In 1909, Spanish started working together with "Kid Dropper" Nathan Kaplan. The two soon had a falling out that culminated in a knife fight in the street; They fell out because of a dispute over Spanish's then girlfriend, engaging in a vicious street fight in which the Dropper nearly stabbed his rival to death. Once he recovered, Spanish began taking over control of the Kid Jigger's Lower East Side "stuss games", a variant of faro, who contemptuously dismissed the threats. However, during a particularly violent gunfight in one of his attempts to gain control over a particular gambling operation owned by Kid Jigger, an eight-year-old girl was killed. Forced to flee the city, he discovered, when he returned after several months, that his girlfriend had left him for Kaplan. Spanish abducted the woman, who was now pregnant, and drove to a marsh outside Maspeth, New York, where he tied her up against a tree and shot her in the abdomen several times. The woman was found alive several hours later, giving birth to her baby who had three fingers shot off.

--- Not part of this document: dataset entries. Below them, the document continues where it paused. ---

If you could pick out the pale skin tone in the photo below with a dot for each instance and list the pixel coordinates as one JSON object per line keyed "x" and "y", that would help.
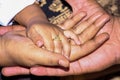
{"x": 106, "y": 56}
{"x": 109, "y": 52}
{"x": 88, "y": 44}
{"x": 41, "y": 32}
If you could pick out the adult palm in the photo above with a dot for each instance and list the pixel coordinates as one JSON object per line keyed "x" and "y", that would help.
{"x": 106, "y": 56}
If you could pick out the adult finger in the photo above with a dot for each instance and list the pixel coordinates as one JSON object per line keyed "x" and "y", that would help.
{"x": 16, "y": 70}
{"x": 84, "y": 25}
{"x": 88, "y": 47}
{"x": 39, "y": 56}
{"x": 4, "y": 29}
{"x": 66, "y": 45}
{"x": 68, "y": 24}
{"x": 90, "y": 32}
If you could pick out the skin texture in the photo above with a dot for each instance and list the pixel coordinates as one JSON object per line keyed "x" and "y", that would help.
{"x": 40, "y": 30}
{"x": 104, "y": 57}
{"x": 109, "y": 52}
{"x": 95, "y": 23}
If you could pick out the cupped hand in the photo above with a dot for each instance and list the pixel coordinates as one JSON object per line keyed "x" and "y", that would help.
{"x": 88, "y": 45}
{"x": 52, "y": 37}
{"x": 20, "y": 50}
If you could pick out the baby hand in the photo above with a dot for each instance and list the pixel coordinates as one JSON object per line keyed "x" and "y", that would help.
{"x": 71, "y": 23}
{"x": 52, "y": 37}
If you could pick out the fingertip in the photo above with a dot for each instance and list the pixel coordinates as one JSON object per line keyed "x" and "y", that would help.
{"x": 39, "y": 43}
{"x": 64, "y": 63}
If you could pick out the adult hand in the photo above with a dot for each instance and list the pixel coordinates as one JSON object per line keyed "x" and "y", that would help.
{"x": 106, "y": 56}
{"x": 20, "y": 50}
{"x": 81, "y": 50}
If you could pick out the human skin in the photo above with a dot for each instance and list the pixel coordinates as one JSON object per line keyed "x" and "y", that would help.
{"x": 98, "y": 22}
{"x": 109, "y": 52}
{"x": 104, "y": 57}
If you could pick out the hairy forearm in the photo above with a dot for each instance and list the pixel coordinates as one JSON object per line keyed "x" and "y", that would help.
{"x": 30, "y": 15}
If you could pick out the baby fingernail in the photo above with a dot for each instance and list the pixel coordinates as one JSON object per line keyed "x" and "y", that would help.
{"x": 63, "y": 63}
{"x": 39, "y": 43}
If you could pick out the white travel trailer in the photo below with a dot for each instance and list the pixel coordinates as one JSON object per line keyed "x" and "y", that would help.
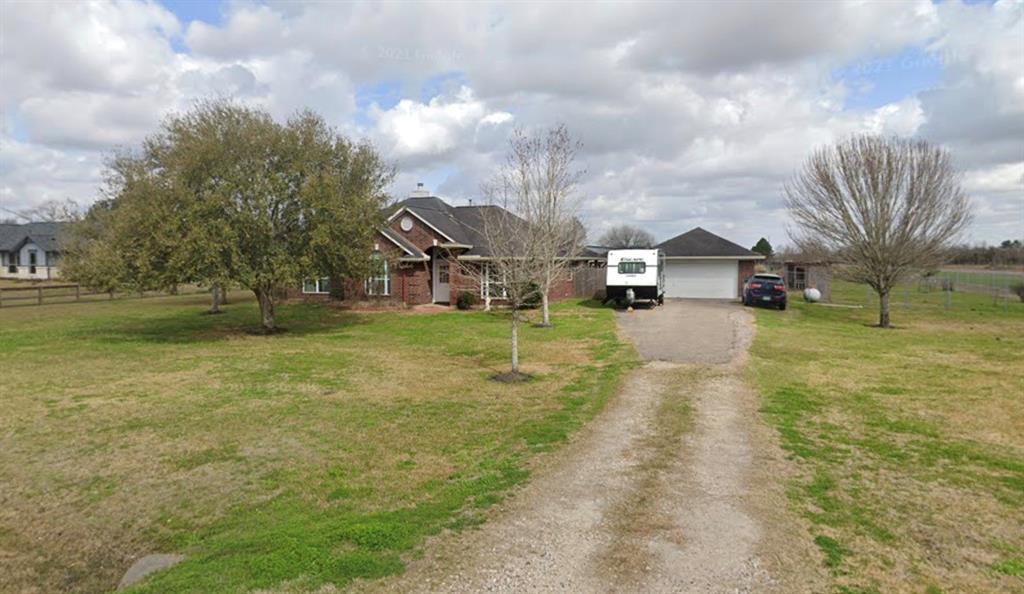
{"x": 635, "y": 274}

Spanish was arrested and sentenced to seven years imprisonment in 1911; coincidentally around the same time Kaplan was arrested for robbery. After being released from prison in 1917 Spanish rejoined Kaplan, as well as several other former Five Point Gang members, working as "labor sluggers".

However Spanish and Kaplan soon began fighting again as the gang split into two separate factions, as each attempted to gain dominance over the New York's "labor slugging" operations. Johnny Spanish during this period became one of the biggest drug dealers in Manhattan, selling both cocaine and heroin. He was assisted by his brother Joseph, appropriately nicknamed, "Joey Spanish". Yet there was too much bad blood between Spanish and the Dropper for either of them to relax. Spanish was shot and killed while entering a Manhattan restaurant at 19 Second Avenue by three unidentified men on July 29, 1919. Charges were brought against Kaplan, who had been identified at the scene, but were later dropped. Kaplan was later shot and killed in August 1923.